The Perspectives of Community Pharmacists Toward the Name-Based Rationing System (NBRS) During the COVID-19 pandemic in Taiwan: Lessons Learned
ABSTRACT
Background:
In Taiwan’s public health system, community-based pharmacists are often regarded as the first-line healthcare providers due to their high accessibility. During the COVID-19 pandemic, when there was an acute shortage of masks and testing kits, pharmacists played a central role in the distribution of these supplies through the Name-Based Rationing Systems (NBRS) that helped reduce the spread of the disease. The NBRS, an innovative government-guided strategy developed after the COVID-19 outbreak, allowed the public to access masks and COVID-19 test kits equitably and conveniently.
Objective:
This study aims to investigate Taiwanese pharmacists’ Knowledge, Attitude and Practices (KAP) for effectively responding to public health emergencies and the impact of the NBRS on community pharmacies.
Methods:
A cross-sectional online survey was conducted in two major cities in Taiwan, from June 18th, 2022 to September 11th, 2022 during the peak of COVID-19 pandemic.
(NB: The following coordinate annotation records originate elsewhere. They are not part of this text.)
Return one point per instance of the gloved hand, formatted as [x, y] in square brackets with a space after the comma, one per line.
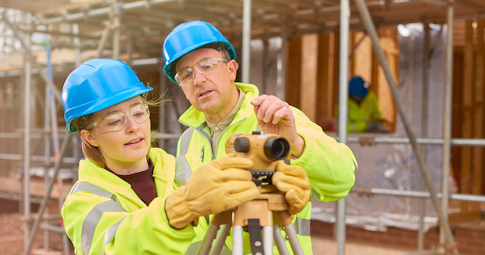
[221, 185]
[293, 182]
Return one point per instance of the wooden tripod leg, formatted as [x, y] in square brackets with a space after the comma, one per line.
[280, 242]
[291, 233]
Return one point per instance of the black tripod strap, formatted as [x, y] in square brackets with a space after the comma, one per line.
[254, 229]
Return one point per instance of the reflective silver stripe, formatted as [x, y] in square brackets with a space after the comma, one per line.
[182, 170]
[315, 194]
[110, 234]
[86, 186]
[302, 227]
[92, 219]
[184, 141]
[194, 248]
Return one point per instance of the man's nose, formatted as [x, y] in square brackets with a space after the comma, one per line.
[199, 78]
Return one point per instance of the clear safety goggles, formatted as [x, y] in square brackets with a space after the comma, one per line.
[117, 121]
[205, 67]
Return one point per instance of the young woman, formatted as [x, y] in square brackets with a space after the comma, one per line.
[126, 200]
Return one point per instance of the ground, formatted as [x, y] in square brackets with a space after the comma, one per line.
[12, 242]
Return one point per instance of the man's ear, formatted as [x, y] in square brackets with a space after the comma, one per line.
[88, 137]
[233, 66]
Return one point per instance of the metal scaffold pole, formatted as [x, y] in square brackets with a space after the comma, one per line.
[370, 28]
[342, 117]
[27, 118]
[45, 199]
[424, 129]
[246, 43]
[447, 115]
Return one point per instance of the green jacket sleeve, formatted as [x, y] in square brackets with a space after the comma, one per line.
[330, 165]
[99, 225]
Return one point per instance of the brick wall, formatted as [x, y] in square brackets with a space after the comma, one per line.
[470, 242]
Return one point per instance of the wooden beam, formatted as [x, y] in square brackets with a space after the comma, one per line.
[308, 90]
[325, 77]
[293, 72]
[478, 114]
[466, 153]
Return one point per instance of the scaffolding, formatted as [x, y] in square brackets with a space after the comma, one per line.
[151, 20]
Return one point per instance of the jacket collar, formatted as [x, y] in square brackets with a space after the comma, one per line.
[90, 172]
[195, 118]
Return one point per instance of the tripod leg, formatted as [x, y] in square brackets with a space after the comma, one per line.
[295, 244]
[237, 242]
[268, 240]
[220, 240]
[280, 242]
[207, 241]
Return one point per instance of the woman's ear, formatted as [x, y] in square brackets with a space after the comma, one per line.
[86, 135]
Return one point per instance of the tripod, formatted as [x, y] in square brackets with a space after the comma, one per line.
[268, 211]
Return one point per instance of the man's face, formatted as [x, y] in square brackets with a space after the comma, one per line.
[209, 93]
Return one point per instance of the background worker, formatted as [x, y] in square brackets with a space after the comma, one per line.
[125, 200]
[364, 111]
[202, 62]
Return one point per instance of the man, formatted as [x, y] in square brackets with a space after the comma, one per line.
[202, 62]
[364, 111]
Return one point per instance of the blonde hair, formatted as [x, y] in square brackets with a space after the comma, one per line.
[93, 153]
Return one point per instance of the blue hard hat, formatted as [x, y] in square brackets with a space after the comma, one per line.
[98, 84]
[358, 87]
[187, 37]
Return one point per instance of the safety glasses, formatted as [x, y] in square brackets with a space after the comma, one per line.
[117, 121]
[205, 67]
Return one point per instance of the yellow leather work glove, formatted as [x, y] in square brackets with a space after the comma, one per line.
[293, 182]
[221, 185]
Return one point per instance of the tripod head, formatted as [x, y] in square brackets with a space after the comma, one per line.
[265, 150]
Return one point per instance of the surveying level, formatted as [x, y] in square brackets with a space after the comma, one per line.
[268, 211]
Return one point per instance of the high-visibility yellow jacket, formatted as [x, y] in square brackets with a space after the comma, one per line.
[103, 215]
[330, 165]
[362, 114]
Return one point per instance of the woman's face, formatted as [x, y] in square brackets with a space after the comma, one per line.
[124, 147]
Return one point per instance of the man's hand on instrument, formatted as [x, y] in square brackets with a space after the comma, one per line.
[221, 185]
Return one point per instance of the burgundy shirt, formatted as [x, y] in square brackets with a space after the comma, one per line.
[142, 183]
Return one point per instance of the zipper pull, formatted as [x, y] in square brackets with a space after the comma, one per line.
[202, 154]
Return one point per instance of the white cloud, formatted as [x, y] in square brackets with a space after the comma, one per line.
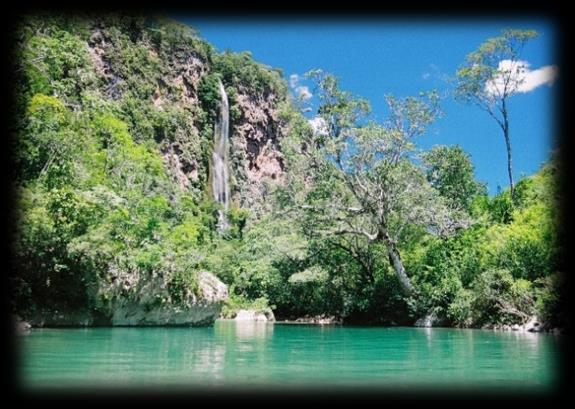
[318, 125]
[294, 79]
[521, 77]
[303, 93]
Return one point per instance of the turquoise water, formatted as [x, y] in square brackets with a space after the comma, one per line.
[262, 354]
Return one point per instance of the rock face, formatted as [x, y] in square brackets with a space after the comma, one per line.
[253, 315]
[146, 305]
[431, 319]
[319, 319]
[150, 308]
[256, 157]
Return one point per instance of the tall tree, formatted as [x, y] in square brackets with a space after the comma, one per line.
[349, 178]
[450, 171]
[490, 75]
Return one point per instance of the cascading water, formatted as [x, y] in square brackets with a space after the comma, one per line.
[220, 179]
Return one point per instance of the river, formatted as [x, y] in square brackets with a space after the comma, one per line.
[248, 354]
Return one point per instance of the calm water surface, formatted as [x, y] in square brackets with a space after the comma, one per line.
[261, 354]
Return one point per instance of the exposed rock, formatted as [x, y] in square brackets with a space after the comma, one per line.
[533, 325]
[57, 318]
[319, 319]
[253, 315]
[149, 307]
[21, 327]
[256, 157]
[431, 319]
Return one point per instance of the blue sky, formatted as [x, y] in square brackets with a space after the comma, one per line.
[403, 57]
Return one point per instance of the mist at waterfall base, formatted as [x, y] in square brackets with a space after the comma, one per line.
[220, 178]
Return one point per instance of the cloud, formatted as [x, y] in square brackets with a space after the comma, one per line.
[303, 93]
[294, 80]
[523, 79]
[318, 125]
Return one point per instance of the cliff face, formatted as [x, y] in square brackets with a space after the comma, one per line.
[256, 157]
[114, 228]
[255, 148]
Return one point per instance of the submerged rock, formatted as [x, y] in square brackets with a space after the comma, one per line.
[21, 327]
[431, 319]
[533, 325]
[253, 315]
[319, 319]
[134, 302]
[150, 309]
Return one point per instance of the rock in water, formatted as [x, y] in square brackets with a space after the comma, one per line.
[430, 319]
[193, 310]
[253, 315]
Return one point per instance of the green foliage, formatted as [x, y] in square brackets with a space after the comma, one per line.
[450, 171]
[104, 103]
[240, 70]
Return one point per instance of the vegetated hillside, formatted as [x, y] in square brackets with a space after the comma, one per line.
[113, 142]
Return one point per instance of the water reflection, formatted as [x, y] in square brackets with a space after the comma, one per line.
[233, 352]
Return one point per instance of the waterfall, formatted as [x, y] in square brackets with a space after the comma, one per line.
[220, 179]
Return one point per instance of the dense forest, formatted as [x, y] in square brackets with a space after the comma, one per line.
[113, 139]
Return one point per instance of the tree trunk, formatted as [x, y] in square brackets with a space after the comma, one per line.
[395, 260]
[508, 146]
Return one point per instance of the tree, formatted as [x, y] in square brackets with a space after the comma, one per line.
[450, 171]
[492, 74]
[353, 179]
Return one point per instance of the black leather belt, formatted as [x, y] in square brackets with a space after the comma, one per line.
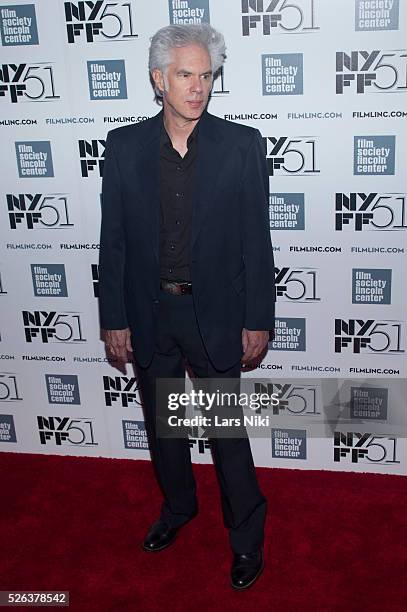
[176, 288]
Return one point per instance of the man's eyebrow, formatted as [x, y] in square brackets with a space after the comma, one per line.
[184, 71]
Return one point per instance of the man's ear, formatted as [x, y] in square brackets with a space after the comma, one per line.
[158, 79]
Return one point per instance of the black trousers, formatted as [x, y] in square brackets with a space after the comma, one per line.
[243, 505]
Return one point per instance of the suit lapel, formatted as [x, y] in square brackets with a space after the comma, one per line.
[208, 166]
[149, 168]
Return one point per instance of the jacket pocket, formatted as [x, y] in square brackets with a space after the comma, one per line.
[239, 282]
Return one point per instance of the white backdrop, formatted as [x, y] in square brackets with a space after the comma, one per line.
[325, 83]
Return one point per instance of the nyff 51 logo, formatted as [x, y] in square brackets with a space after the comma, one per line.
[296, 284]
[370, 336]
[370, 211]
[38, 210]
[8, 387]
[378, 71]
[66, 431]
[52, 326]
[28, 82]
[282, 16]
[364, 447]
[292, 399]
[291, 155]
[99, 20]
[92, 156]
[120, 389]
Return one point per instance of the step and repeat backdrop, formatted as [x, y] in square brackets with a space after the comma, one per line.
[325, 81]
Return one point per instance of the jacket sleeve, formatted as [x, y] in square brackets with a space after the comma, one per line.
[256, 240]
[112, 246]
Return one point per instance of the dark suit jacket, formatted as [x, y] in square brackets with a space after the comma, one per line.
[231, 257]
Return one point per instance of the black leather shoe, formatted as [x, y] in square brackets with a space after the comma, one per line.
[246, 569]
[159, 537]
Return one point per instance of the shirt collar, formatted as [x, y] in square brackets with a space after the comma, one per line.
[166, 140]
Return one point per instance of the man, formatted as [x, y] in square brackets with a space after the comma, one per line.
[187, 273]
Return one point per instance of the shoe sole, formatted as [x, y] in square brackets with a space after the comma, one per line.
[160, 548]
[237, 588]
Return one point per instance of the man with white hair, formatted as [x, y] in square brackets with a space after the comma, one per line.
[187, 272]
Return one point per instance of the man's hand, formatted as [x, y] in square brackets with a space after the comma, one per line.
[118, 343]
[254, 343]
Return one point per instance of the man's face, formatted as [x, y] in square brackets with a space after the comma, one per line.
[187, 82]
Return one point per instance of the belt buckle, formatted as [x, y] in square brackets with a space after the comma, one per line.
[185, 287]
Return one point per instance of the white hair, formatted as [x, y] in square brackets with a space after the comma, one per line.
[175, 36]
To gauge community pharmacists’ KAP, a 66-question instrument was developed using multiple guidelines from Taiwan’s CDC, the International Pharmaceutical Federation, and the Taiwanese Pharmacist Association. The instrument was pilot-tested and externally validated by field experts.
Results:
343 Taiwanese community pharmacists were recruited in the study. Among them, 88% scored high in knowledge domain questions related to COVID-19, 50% in positive attitude toward NBRS, and 75% in practicing infectious disease prevention measures compliant with official guidelines. Results demonstrated a high level of competency in pharmacists in a public health crisis. It revealed factors including pharmacy ownership, age, and KAP of COVID-19 were associated with their perceptions and willingness to continuously participate in the NBRS. Responses also highlighted concerns about rapid government policy changes and supply dynamics, underscoring the importance of effective communication and considering supply availability in facilitating a successful NBRS.
Conclusions:
The community pharmacy NBRS is an effective system to minimize the uneven distribution of preventive supplies during a public health crisis. Despite varied responses to the rationing system, the NBRS optimized the accessibility of community pharmacy networks and the clinical expertise of pharmacists to achieve an equitable outcome.